In no way should ML be treated as magic. Many of the mathematical underpinnings were developed centuries ago, such as Bayesian statistics, and more recently neural networks, which date back to the 1940s. Modern advancements in computing and graphics processing units (GPUs) have made it possible to process vastly larger data sets and build models that yield richer sets of behaviors than ever before. The mathematics behind these ML models have withstood the test of time, with improvements and changes coming out of academia, more recently.
ML can only be as good as the data you feed it
Although there are several ML algorithms designed to classify and predict threats, the effectiveness of those models depends heavily on the volume and quality of data that are fed into them.
The data set itself needs to have predictive power. For example, consider the task of building a basic model to predict whether a file operation exhibits malicious behavior or not. What are some relevant data points that may provide us with information on whether this behavior is indeed malicious? There are some basic indicators that we may wish to collect and examine:
whether or not the file is a valid executable
whether or not the file is located within a protected system folder
the permissions that apply to the file
whether or not the file references system libraries
whether or not the file has a valid digital signature
Each of these indicators is likely to have direct predictive power and helps determine if a particular file operation is malicious or not. Other features like file size may have more of an indirect predictive power. By itself, the feature tells us nothing about whether a file modification was malicious, but viewed within a context of multiple different indicators, it helps to us to better understand the type of malicious behavior at play.
Let’s look at ransomware, for example. Ransomware files tend to be significantly larger than standard binaries. If your enterprise builds or uses legitimate binaries similar in size to a typical ransomware variant, then scanning and filtering binaries according to file size alone won’t protect you against a threat like this. But file size coupled with other information, such as file entropy, can provide critical context that enables a more confident ransomware threat detection.
ML classifiers such as random forests are well-suited toward operating in multidimensional spaces and can adeptly find patterns like these and classify them with a lower false positive rate than if you applied independent rules on each indicator. When the number of indicators runs into the thousands and beyond, exploring these relationships and building classifiers around them becomes an issue of scale. In this case, ML can quickly find correlations between several features that would otherwise be nearly impossible to do manually.

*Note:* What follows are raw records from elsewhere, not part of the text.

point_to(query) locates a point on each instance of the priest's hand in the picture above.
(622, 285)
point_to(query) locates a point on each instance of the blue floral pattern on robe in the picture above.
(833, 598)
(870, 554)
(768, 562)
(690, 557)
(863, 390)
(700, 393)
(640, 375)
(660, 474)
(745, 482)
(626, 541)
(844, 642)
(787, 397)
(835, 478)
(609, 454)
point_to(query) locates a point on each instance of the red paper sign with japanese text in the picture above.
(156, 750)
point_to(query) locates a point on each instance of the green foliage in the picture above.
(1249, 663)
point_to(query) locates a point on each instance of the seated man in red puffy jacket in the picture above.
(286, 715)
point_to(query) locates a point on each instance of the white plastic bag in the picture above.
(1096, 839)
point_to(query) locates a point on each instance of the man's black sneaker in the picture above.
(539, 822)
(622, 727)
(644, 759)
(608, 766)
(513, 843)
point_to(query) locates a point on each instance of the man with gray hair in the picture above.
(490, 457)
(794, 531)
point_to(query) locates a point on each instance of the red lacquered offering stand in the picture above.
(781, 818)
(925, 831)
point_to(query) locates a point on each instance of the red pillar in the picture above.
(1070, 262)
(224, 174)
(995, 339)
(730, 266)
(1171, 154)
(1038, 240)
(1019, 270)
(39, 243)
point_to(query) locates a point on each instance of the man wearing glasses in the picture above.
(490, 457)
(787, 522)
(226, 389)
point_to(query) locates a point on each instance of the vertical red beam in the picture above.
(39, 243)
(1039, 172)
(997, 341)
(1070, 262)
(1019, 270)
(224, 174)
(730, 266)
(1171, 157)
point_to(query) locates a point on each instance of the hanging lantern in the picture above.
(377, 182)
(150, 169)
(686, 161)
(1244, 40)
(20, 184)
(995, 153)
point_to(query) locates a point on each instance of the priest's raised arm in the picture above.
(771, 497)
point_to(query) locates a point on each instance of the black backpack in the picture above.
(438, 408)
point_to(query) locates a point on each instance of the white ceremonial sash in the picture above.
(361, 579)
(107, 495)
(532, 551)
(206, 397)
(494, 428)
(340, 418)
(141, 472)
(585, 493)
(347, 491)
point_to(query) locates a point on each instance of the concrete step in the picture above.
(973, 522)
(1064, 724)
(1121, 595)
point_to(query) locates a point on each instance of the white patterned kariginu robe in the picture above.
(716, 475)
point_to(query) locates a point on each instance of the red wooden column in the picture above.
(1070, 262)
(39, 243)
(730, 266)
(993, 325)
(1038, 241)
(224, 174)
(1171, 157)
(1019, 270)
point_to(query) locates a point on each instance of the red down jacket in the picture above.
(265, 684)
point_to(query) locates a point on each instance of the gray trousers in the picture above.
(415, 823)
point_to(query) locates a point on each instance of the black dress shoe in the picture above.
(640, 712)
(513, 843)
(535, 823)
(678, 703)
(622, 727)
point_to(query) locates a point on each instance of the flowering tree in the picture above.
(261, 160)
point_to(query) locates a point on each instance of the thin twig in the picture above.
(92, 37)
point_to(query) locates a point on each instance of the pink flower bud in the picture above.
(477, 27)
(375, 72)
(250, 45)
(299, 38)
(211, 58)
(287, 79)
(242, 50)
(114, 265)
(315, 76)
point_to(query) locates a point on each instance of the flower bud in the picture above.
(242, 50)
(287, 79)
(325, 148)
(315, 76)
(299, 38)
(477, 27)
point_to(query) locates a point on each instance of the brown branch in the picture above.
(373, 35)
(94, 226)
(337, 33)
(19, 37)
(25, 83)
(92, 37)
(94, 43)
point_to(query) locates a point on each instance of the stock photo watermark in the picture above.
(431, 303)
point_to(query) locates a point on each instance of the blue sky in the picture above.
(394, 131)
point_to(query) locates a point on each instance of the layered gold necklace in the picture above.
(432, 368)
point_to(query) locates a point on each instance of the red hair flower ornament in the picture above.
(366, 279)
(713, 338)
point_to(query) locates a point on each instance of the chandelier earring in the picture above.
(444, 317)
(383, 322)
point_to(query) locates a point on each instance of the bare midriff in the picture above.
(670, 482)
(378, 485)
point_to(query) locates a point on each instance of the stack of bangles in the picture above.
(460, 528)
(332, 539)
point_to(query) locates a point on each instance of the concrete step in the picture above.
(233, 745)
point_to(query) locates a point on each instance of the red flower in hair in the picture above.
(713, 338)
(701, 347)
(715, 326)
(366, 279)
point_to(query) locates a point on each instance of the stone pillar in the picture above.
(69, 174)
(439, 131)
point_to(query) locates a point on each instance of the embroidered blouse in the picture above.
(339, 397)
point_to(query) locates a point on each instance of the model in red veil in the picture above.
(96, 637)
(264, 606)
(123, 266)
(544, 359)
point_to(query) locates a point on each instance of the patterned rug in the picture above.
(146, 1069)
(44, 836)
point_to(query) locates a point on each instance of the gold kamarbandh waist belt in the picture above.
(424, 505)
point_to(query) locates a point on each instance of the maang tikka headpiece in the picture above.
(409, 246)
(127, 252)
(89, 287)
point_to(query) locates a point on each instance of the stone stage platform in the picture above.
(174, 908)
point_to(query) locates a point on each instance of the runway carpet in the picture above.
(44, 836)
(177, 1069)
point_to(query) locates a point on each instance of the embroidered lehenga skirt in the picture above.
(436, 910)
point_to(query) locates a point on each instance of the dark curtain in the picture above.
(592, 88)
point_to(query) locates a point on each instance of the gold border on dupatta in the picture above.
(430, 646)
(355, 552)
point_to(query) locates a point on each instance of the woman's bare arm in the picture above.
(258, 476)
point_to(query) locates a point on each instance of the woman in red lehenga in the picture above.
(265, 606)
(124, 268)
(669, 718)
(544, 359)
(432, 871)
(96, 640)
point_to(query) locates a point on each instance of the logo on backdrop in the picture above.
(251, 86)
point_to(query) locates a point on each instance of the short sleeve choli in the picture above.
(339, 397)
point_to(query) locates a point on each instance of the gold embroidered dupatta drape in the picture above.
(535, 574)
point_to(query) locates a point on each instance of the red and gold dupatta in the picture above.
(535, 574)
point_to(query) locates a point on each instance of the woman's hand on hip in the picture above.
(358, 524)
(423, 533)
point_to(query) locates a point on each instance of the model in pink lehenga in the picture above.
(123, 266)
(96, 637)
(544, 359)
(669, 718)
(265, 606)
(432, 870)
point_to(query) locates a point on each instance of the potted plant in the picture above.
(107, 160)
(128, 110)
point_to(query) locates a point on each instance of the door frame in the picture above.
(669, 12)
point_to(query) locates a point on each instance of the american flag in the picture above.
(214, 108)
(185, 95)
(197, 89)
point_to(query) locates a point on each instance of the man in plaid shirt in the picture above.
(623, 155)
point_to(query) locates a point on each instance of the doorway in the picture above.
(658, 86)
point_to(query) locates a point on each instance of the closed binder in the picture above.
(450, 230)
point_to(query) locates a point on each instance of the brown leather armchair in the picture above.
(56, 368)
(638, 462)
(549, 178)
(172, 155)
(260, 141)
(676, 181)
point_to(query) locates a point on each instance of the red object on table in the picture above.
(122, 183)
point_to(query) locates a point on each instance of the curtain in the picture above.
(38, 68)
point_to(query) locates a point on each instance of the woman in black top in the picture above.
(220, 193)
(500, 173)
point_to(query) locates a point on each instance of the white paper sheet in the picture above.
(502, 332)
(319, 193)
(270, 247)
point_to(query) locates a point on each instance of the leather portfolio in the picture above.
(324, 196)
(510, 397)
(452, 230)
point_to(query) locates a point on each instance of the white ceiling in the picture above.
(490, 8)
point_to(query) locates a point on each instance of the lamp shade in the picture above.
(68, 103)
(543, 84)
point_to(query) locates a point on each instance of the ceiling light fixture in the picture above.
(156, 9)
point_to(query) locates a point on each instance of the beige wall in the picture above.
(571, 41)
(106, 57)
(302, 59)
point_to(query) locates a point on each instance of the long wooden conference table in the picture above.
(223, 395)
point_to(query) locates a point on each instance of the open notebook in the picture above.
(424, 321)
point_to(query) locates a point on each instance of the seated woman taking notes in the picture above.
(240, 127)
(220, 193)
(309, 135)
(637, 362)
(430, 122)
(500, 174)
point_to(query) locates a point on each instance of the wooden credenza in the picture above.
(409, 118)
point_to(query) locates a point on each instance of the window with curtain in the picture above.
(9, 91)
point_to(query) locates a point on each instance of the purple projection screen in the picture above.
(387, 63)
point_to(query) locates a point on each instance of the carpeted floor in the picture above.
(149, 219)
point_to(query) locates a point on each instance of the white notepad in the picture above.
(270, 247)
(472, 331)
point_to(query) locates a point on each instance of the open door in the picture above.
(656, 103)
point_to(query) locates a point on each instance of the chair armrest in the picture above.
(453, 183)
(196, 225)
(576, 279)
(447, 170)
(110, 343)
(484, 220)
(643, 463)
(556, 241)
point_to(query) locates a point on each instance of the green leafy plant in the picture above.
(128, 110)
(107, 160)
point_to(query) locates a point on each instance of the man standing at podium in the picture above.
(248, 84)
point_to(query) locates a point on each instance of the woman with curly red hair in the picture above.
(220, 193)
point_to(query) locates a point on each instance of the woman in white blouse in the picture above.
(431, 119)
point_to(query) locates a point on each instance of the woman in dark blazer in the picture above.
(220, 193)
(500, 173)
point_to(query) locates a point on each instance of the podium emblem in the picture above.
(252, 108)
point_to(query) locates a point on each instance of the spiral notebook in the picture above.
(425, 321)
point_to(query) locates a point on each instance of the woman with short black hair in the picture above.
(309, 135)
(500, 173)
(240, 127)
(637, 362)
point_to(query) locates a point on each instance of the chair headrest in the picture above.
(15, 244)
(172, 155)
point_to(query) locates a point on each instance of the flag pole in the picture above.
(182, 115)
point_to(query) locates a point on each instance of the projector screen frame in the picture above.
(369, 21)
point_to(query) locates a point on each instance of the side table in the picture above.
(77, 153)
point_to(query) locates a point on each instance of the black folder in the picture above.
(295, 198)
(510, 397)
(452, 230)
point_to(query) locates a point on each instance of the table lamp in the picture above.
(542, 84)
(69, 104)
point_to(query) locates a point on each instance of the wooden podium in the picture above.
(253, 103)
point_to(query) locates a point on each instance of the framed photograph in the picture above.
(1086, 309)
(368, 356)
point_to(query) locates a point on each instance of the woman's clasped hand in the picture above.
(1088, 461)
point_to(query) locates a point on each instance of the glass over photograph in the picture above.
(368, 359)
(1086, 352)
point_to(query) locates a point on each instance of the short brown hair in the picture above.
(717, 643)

Beware of spurious correlations
There is a critical principle to consider when using ML to identify relationships between several indicators: correlation doesn’t necessarily imply causation This is an essential concept when the number of indicators is very large, where many of them don’t have a good amount of predictive power. What results is a model trained with supposedly high accuracy, but ends up being nothing more than a facet of the data set used to train it, and not representative of the overall relationship you’re trying to model (“selection bias”). Author and statistics enthusiast Tyler Vigen maintains a website with several such examples where two trends are logically independent, but show high statistical correlation. These models will almost invariably fall apart when they are tested against new data:
Any ML model or system needs to be backed by solid data science work to vet not just the model, but also the data that it is trained on. ML models can be updated to use new data that can improve efficacy in real time. However, it’s important to note that with an ever-changing security landscape, the underlying data sources used to build models will invariably change as well, and certain features that are currently strong indicators of a security event may not continue to be so in the future.
It’s important to stay on top of developments in cybersecurity that may dictate how the data used to generate ML models needs to change so that it continues to have a high degree of accuracy with a minimal false discovery rate.